TypeError: __init__() got an unexpected keyword argument 'dropout'

### 2.5 Transformer
我可以把Encoder和Decoder结构连在一起就得到最后的Transformer。

In [None]:
class Transformer(nn.Module):
    """Transformer Module"""
    def __init__(self, d_model=512, nhead=8, 
                 num_encoder_layers=6, num_decoder_layers=6, 
                 dim_feedforward=2048, dropout=0.1):
        super(Transformer, self).__init__()
        encoder_layer = TransformerEncoderLayer(d_model, nhead, dim_feedforward, dropout)
        decoder_layer = TransformerDecoderLayer(d_model, nhead, dim_feedforward, dropout)
        self.encoder = TransformerEncoder(encoder_layer, num_encoder_layers)
        self.decoder = TransformerDecoder(decoder_layer, num_decoder_layers)
    
    def forward(self, src, tgt, src_mask=None, tgt_mask=None, 
                memory_mask=None, src_key_padding_mask=None, 
                tgt_key_padding_mask=None, memory_key_padding_mask=None):
        memory = self.encoder(
            src, 
            mask=src_mask, 
            src_key_padding_mask=src_key_padding_mask
            )
        output = self.decoder.forward(
            tgt, memory, tgt_mask=tgt_mask, memory_mask=memory_mask,
            tgt_key_padding_mask=tgt_key_padding_mask,
            memory_key_padding_mask=memory_key_padding_mask
            )
        return output

## 3. 输入和输出的处理
虽然有了Transformer结构，但是现在的Transformer结构依然只能接受`d_model`维输入，产生`d_model`维的输出，因此我们还需要设计一个词嵌入结构和预测输出的结构。

### 3.1 位置编码
我们除了直接使用词嵌入方法编码输入以外，还需要把词向量加上一个同样大小的位置向量作为最终输入Encoder的词向量。位置向量公式如下：
$$
P_{(pos,2i)}=\sin\left(\frac{pos}{10000^{2i/d}}\right)\\\\
P_{(pos,2i+1)}=\cos\left(\frac{pos}{10000^{2i/d}}\right)
$$
其中`pos`指的是单词在输入序列中的位置，而`i`表示这个值在embdding向量中的位置。下面的实现中的`den`就是$\frac{1}{10000^{2i/d}}$，这样以来Transformer就可以区分出不同位置上的词语了。

In [None]:
class PositionalEncoding(nn.Module):
    """Add positional encoding to token embedding vector"""
    def __init__(self, embedding_dim, dropout_r, max_len=5000):
        """Add positional encoding to token embedding vector

        :param embedding_dim: The embedding dim of positional encoding
        :param dropout_r: Ratio of combined embedding vector dropout
        :param max_len: Max length positinal encoding can be generated, defaults to 5000
        """
        super(PositionalEncoding, self).__init__()
        den = torch.exp(torch.arange(0, embedding_dim, 2) * (-math.log(10000)) / embedding_dim)
        pos = torch.arange(0, max_len).reshape(max_len, 1)
        pos_embedding = torch.zeros((max_len, embedding_dim))
        pos_embedding[:, 0::2] = torch.sin(den * pos)
        pos_embedding[:, 1::2] = torch.cos(den * pos)
        pos_embedding = pos_embedding.unsqueeze(-2) # Reshape into [max_len, 1, emb_size]
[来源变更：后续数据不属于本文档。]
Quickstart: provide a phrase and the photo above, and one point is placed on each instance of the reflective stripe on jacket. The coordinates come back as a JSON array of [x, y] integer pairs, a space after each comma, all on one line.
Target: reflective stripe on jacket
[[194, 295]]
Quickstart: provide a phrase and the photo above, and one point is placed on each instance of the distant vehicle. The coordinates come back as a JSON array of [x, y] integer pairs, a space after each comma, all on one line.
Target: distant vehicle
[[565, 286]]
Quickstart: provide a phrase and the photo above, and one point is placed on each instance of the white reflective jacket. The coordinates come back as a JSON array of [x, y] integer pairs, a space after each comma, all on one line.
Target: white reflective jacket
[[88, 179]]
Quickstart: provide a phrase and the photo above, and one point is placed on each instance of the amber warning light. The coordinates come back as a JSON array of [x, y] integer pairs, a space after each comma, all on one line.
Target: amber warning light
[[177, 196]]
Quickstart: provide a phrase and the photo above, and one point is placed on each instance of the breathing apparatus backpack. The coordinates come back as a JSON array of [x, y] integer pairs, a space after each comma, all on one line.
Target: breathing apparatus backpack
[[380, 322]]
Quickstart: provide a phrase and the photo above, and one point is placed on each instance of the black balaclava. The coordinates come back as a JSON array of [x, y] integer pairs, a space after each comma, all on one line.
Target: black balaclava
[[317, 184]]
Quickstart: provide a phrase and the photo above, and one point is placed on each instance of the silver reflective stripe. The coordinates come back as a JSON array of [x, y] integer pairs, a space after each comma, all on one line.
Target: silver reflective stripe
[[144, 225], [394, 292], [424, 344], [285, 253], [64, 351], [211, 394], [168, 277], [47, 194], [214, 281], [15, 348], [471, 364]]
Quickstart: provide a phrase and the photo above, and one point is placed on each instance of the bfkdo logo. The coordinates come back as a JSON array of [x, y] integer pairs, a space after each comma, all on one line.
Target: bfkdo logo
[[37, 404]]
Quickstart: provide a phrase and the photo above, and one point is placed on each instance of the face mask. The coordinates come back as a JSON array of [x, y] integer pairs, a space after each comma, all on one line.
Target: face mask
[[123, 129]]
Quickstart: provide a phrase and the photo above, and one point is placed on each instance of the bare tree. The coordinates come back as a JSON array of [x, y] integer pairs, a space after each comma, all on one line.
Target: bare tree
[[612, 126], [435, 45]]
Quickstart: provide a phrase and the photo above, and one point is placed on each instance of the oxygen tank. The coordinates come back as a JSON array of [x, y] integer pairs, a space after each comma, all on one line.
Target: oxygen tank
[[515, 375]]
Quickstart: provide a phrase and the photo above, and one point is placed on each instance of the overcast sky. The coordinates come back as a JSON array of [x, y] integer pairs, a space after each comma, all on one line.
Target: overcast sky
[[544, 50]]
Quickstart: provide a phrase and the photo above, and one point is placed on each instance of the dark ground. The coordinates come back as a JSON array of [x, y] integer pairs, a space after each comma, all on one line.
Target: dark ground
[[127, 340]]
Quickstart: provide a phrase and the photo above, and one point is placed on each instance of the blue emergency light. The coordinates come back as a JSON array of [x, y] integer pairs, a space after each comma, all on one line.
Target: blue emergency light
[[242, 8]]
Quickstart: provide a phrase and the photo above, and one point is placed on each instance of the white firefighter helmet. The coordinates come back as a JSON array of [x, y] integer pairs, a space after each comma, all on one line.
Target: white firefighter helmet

        self.dropout = nn.Dropout(dropout_r)

        # Register some variables as buffers when
        # 1) The values don't join compute graph and don't require gradients
        # 2) Wish model.save() could save the variables
        # 3) Wish model.to(device) could apply on the variables
        self.register_buffer('pos_embedding', pos_embedding)
    
    def forward(self, token_embedding):
        return self.dropout(token_embedding + self.pos_embedding[:token_embedding.size(0), :])

In [None]:
class TokenEmbedding(nn.Module):
    """Word embedding but scaled"""
    def __init__(self, vocab_size, embedding_dim):
        super(TokenEmbedding, self).__init__()
        self.embedding = nn.Embedding(vocab_size, embedding_dim)
        self.embedding_dim = embedding_dim
    
    def forward(self, tokens):
        return self.embedding(tokens) * math.sqrt(self.embedding_dim)

In [None]:
# 简单测试一下
VOCAB_SIZE = 10

seq = torch.ones((LENGTH, BATCH_SIZE)).long()
embedding = TokenEmbedding(VOCAB_SIZE, D_MODEL)
pos_embedding = PositionalEncoding(D_MODEL, 0.1)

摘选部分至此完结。